Demystifying Prior Authorization


Demystifying Prior Authorization

Have you ever been prescribed medication and went to the pharmacy only to be told “this isn’t covered” or “this needs prior authorization?”

One Friday afternoon, I was seeing a child with worsening asthma symptoms, and the family and I were making a plan on how we were going to manage this – especially as we’re going into allergy season! The asthma guidelines gave us a few different options for the next steps and there wasn’t a clear “right answer”. We discussed the different options and decided together on a new medication – one that I thought was medically sound and the family felt would fit well within her daily routine. I gave them detailed instructions on how to use the inhaler, wished them a nice weekend and walked out of the exam room feeling like we had a good plan in place. Later that afternoon the dreaded fax arrived: “this medication is not covered and requires prior authorization”

What is the prior authorization?

First, we need to delve a little deeper into some of the terms of insurance lingo. Insurance plans have a list of drugs that they cover called a drug “formulary.” Within this formulary there may be tiers of drugs, with generic or low cost drugs at the lowest tier and newer or, more expensive drugs at the highest tier. Sometimes increasing tiers have increasing copays. Other times the more expensive drugs require a prior authorization, or require you to try less expensive options first. Because the formulary is different for every insurance plan, I as a doctor usually have no idea during the visit which drugs are on formulary, which drugs require authorization, and which drugs are excluded from coverage altogether. In this case, there are seven different drugs in the class of inhaled steroids for asthma, and six of these required prior authorization by this family’s insurance plan.

So what happens next?

Ideally the pharmacy would contact us – usually by fax – and we would contact the insurance plan, and decide if the covered drug is medically appropriate, and if not initiate the prior authorization process, usually by filling out a form or calling the insurance company. The insurance company will review our argument and make a determination of whether they will cover the requested medication. This can take several business days – not ideal if it’s a time sensitive medication. In this case, we switched to the covered medication, but it used a slightly different device than we had demonstrated at the visit.

So what can patients and families do to help better advocate for themselves?

First, if you get to the pharmacy and are told there is a problem filling the medication, there are a few questions to ask:

  • Did you get the prescription sent by my doctor this afternoon?
  • Do you have the medication in stock, and if not can you order it? (Sometimes it’s a drug supply chain issue, not a prior authorization issue. Sometimes it’s both, and even when we get the authorization, the drug isn’t anywhere to be found)
  • If it needs prior authorization, how did you notify the doctor? Can I have a copy of the fax you sent?
  • Did the rejection notice provide any covered alternatives? Did it mention if the drug was “excluded from coverage.”

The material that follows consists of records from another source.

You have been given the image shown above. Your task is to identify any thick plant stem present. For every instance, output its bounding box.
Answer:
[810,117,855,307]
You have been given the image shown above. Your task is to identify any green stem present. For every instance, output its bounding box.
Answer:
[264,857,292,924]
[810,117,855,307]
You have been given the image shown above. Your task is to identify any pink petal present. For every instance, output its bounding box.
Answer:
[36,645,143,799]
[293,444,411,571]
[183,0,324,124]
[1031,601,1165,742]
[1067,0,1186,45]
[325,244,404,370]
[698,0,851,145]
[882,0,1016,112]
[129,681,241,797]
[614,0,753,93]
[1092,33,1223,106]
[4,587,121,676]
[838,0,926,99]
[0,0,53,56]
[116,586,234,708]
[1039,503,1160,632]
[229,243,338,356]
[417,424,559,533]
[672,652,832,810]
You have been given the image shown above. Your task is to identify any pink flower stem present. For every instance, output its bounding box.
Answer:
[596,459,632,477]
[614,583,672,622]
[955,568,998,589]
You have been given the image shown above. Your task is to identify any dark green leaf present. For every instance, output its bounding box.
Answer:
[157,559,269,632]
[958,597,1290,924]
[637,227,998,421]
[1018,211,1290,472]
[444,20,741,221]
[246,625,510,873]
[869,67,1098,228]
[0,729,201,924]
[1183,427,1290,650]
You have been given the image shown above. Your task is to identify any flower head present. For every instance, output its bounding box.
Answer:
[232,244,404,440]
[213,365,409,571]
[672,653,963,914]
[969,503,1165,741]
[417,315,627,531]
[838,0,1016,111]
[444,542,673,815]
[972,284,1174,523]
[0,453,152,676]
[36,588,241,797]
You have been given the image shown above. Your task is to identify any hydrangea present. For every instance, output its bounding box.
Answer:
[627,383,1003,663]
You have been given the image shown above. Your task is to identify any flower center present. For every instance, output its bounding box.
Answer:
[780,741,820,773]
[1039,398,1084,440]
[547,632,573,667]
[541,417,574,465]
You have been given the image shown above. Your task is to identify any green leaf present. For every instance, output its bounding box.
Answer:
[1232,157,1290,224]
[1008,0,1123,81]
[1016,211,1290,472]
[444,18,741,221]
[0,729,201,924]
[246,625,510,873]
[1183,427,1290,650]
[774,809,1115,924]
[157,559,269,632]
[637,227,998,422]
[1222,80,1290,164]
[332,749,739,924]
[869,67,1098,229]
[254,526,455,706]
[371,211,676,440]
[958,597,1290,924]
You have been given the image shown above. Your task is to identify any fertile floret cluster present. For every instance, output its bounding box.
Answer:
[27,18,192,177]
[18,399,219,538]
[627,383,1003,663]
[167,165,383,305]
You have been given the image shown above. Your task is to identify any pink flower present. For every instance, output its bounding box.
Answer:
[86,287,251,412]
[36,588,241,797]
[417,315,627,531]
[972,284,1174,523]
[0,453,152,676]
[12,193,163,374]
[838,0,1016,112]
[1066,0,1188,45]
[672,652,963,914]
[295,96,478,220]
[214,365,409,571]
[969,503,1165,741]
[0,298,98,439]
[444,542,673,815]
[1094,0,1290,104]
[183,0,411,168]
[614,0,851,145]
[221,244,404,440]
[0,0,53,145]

Second, be proactive! Let your doctor’s office know what you learned at the pharmacy and that you need a prior authorization on the medication. Hopefully we can let you know we got the fax from the pharmacy and are working on it, but if we haven’t we can use the info you gained to get the ball rolling.

Third, familiarize yourself with your insurance formulary’s list. These can usually be found on your insurance plan’s member website. These formularies are updated annually, some even quarterly. If you’re managing a chronic condition, knowing which meds are covered, which are not, and which require a trial of a different medication first – and sharing these with your doctor can help you anticipate next steps in your own or your child’s care.

Should it be this hard? Absolutely not – but it often is. I hope this helps to demystify what some of the terminology means and help you to better advocate for your family’s health!